On this night I, with all my learned skill, had gotten my tribe wrong
and seriously underestimated tribal beliefs.
Now I came to that party thinking of the academic
tribe, descended from the tribe of Socrates, as the tribeless tribe, or at
least as the tribe that aspired to tribelessness, the one tribe that did
so. That gave it an advantage in
solving problems. Its members
started with a more objective view of reality, where the causes of the problem
were found. They avoided tribal
distortions. Example: When they
reported the percentage of blacks being incarcerated in the United States they
included the percentages that give such a percentage relevance: the percentage
of blacks in the population and the percentage of blacks committing
crimes. Failure to do this
distorted the picture, and revealed tribal interest.
Members of the academic tribe did not, in my mind,
engage in war, cultural or physical, but messages from them could be very
helpful to warring tribes in solving their problems. At the table I tried to deliver what I thought would be a
helpful message because I wanted to live the good life. A good life to me was a life engagé.
Does the fact that the engagement failed here mean that such
engagements will inevitably fail?
No. The delivery was
inadequate to the need. Though I
had taken account of who the audience
was, and where they were, I had
failed to take into account the times in which they and I were living, the when. This was the postmodern era. My tribeless tribe was being called "the tribe that kids
themselves." Appeals to
"reality" and "objectivity" were being denied. The message I was delivering had, in
itself, insufficient weight to counter the weights — mainly the hurt to
feelings — already against it.
So there was a problem prior to the prior problem.
And I didn't see a good solution, or at least one I was capable of. "Yes," I said to my academic
colleagues, "the objective message that hurts feelings may be just what
warring tribes need," and "Yes," I said to Socrates, "the
unexamined life is not worth living," and "Yes," I said to Max
Beerbohm, "the examined life is no bowl of cherries either," I know
all that, but I'm a frail human being, and I'm not up to knowing everything I
need to know about an era that will affect my message.
Joining the scientist we can say that the maze is
too difficult for this rat. Will
it be too difficult for all rats?
Can no rat ever be a philosopher on the model of Socrates? The scientist can't say. All he can say is that a rat of a
certain capacity, willing and able to report on his experience, attempted to
follow the Socratic model under the most difficult circumstances he could find
and failed. Though it might have
been possible for him to meet each of the requirements individually it was
impossible for him to meet them in combination, at the same time.
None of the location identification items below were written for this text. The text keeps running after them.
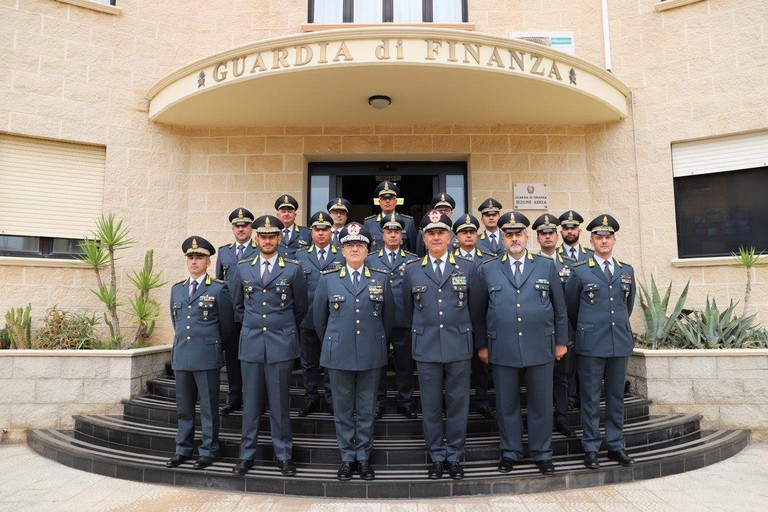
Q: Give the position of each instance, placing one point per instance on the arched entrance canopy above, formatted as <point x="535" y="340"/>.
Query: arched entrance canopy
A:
<point x="433" y="76"/>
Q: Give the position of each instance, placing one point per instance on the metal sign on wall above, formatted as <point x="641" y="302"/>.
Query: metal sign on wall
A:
<point x="531" y="196"/>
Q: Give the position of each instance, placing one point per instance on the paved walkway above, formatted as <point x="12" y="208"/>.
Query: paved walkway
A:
<point x="29" y="482"/>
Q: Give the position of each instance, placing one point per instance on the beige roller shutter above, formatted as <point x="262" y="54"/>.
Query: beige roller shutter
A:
<point x="50" y="188"/>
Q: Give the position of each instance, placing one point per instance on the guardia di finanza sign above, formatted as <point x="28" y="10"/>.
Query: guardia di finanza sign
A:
<point x="443" y="52"/>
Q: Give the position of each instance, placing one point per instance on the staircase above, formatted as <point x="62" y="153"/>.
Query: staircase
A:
<point x="136" y="444"/>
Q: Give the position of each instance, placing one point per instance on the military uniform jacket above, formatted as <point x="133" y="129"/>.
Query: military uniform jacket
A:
<point x="381" y="260"/>
<point x="310" y="267"/>
<point x="524" y="322"/>
<point x="201" y="323"/>
<point x="354" y="325"/>
<point x="300" y="237"/>
<point x="484" y="243"/>
<point x="447" y="317"/>
<point x="600" y="309"/>
<point x="371" y="223"/>
<point x="270" y="313"/>
<point x="226" y="260"/>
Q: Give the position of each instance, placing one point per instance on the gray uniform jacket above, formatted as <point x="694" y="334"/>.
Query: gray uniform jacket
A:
<point x="270" y="313"/>
<point x="447" y="317"/>
<point x="380" y="260"/>
<point x="201" y="323"/>
<point x="310" y="267"/>
<point x="600" y="310"/>
<point x="524" y="322"/>
<point x="354" y="325"/>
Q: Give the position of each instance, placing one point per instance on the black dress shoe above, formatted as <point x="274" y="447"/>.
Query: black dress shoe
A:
<point x="564" y="428"/>
<point x="506" y="465"/>
<point x="176" y="460"/>
<point x="435" y="471"/>
<point x="242" y="466"/>
<point x="366" y="470"/>
<point x="590" y="460"/>
<point x="203" y="462"/>
<point x="286" y="467"/>
<point x="486" y="412"/>
<point x="345" y="472"/>
<point x="621" y="457"/>
<point x="545" y="466"/>
<point x="454" y="469"/>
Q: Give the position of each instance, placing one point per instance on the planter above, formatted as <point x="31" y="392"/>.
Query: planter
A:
<point x="45" y="388"/>
<point x="728" y="387"/>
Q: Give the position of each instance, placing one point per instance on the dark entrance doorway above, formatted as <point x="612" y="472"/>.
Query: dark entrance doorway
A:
<point x="356" y="182"/>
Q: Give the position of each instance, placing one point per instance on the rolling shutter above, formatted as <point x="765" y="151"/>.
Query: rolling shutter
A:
<point x="731" y="153"/>
<point x="50" y="188"/>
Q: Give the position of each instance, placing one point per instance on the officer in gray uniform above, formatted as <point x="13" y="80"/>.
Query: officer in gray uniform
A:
<point x="546" y="235"/>
<point x="353" y="312"/>
<point x="527" y="330"/>
<point x="270" y="298"/>
<point x="229" y="255"/>
<point x="319" y="256"/>
<point x="443" y="298"/>
<point x="386" y="195"/>
<point x="339" y="209"/>
<point x="600" y="294"/>
<point x="202" y="316"/>
<point x="465" y="229"/>
<point x="292" y="236"/>
<point x="490" y="239"/>
<point x="392" y="258"/>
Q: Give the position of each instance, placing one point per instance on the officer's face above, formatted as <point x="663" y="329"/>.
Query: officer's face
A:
<point x="603" y="245"/>
<point x="354" y="253"/>
<point x="490" y="220"/>
<point x="467" y="239"/>
<point x="242" y="232"/>
<point x="339" y="218"/>
<point x="267" y="244"/>
<point x="392" y="238"/>
<point x="515" y="243"/>
<point x="547" y="241"/>
<point x="321" y="237"/>
<point x="570" y="234"/>
<point x="197" y="264"/>
<point x="287" y="215"/>
<point x="387" y="203"/>
<point x="436" y="241"/>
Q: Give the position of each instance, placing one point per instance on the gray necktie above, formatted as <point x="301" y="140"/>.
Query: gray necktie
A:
<point x="265" y="274"/>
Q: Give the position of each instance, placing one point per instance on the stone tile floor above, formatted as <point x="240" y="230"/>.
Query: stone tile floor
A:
<point x="29" y="482"/>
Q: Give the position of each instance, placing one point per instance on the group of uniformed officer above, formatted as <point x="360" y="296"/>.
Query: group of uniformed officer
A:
<point x="468" y="310"/>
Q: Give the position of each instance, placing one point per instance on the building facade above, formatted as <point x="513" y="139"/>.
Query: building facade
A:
<point x="171" y="115"/>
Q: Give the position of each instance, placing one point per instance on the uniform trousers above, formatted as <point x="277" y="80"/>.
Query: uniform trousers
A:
<point x="276" y="378"/>
<point x="592" y="372"/>
<point x="452" y="377"/>
<point x="538" y="381"/>
<point x="190" y="384"/>
<point x="355" y="393"/>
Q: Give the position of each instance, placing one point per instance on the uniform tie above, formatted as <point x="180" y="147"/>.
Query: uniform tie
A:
<point x="438" y="269"/>
<point x="265" y="274"/>
<point x="607" y="270"/>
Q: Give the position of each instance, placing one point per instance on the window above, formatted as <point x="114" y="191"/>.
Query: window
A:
<point x="720" y="194"/>
<point x="387" y="11"/>
<point x="51" y="194"/>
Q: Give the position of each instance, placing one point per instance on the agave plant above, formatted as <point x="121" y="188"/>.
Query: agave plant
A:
<point x="658" y="325"/>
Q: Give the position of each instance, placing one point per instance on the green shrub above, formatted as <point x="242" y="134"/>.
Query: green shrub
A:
<point x="64" y="330"/>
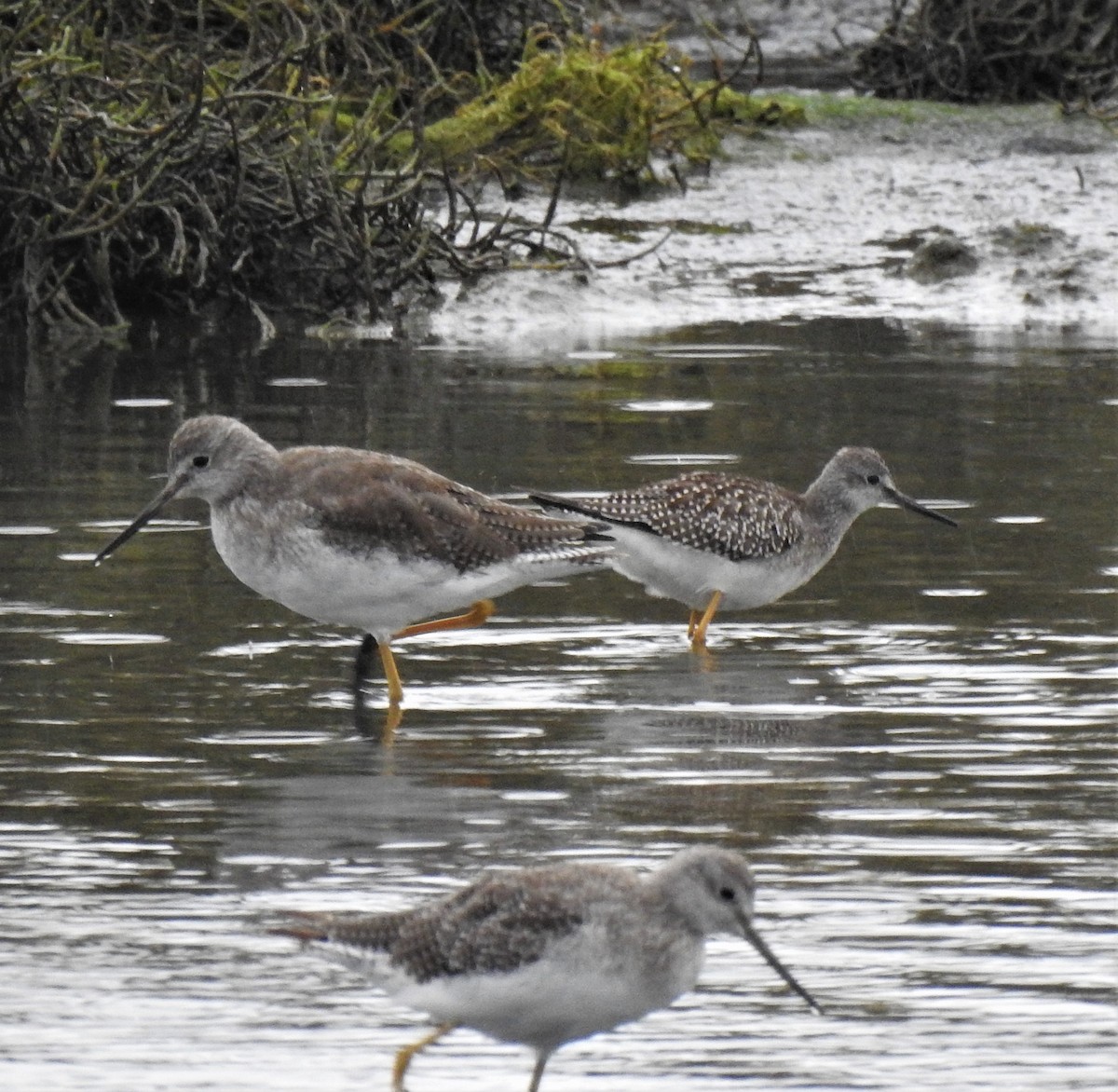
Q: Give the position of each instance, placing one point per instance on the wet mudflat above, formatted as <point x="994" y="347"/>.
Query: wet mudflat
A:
<point x="917" y="749"/>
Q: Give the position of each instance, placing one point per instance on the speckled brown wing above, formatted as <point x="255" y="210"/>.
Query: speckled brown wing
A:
<point x="737" y="518"/>
<point x="385" y="502"/>
<point x="496" y="924"/>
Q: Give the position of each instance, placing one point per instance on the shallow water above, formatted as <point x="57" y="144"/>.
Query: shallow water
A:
<point x="917" y="749"/>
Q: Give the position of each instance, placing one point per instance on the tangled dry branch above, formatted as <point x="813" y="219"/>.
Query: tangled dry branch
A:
<point x="996" y="50"/>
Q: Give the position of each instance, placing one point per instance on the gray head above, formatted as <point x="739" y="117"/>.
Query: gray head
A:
<point x="858" y="480"/>
<point x="713" y="889"/>
<point x="210" y="458"/>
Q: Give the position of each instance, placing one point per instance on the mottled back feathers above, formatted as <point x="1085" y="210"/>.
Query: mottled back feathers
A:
<point x="496" y="924"/>
<point x="736" y="518"/>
Though the eras and tests will vary, historians tell
me that if I think there are other eras where the challenges are simpler and
easier, then I haven't looked closely enough. And if I think there are other rats able to meet challenges
like this, super rats, psychologists will tell me I haven't read their work
closely enough. And when I learn
from linguists of all the changes in the weight of words, in hurt or credibility,
changes that will not stop, and count up all the eras and all the tribes
causing and reflecting those changes, and that I would have to know about, my
intuition tells me that it would be very unlikely that there would be a brain
with all the capacity, and all cells and all the synapses, that, even at the
highest firing speeds, could take it all in and make the owner of that brain,
even if he had the determination and persistence and other traits of character
Socrates had, able to take the kind of comprehensive care required of him. Thus my conclusion: it is not humanly
possible to be a philosopher on the Socratic model.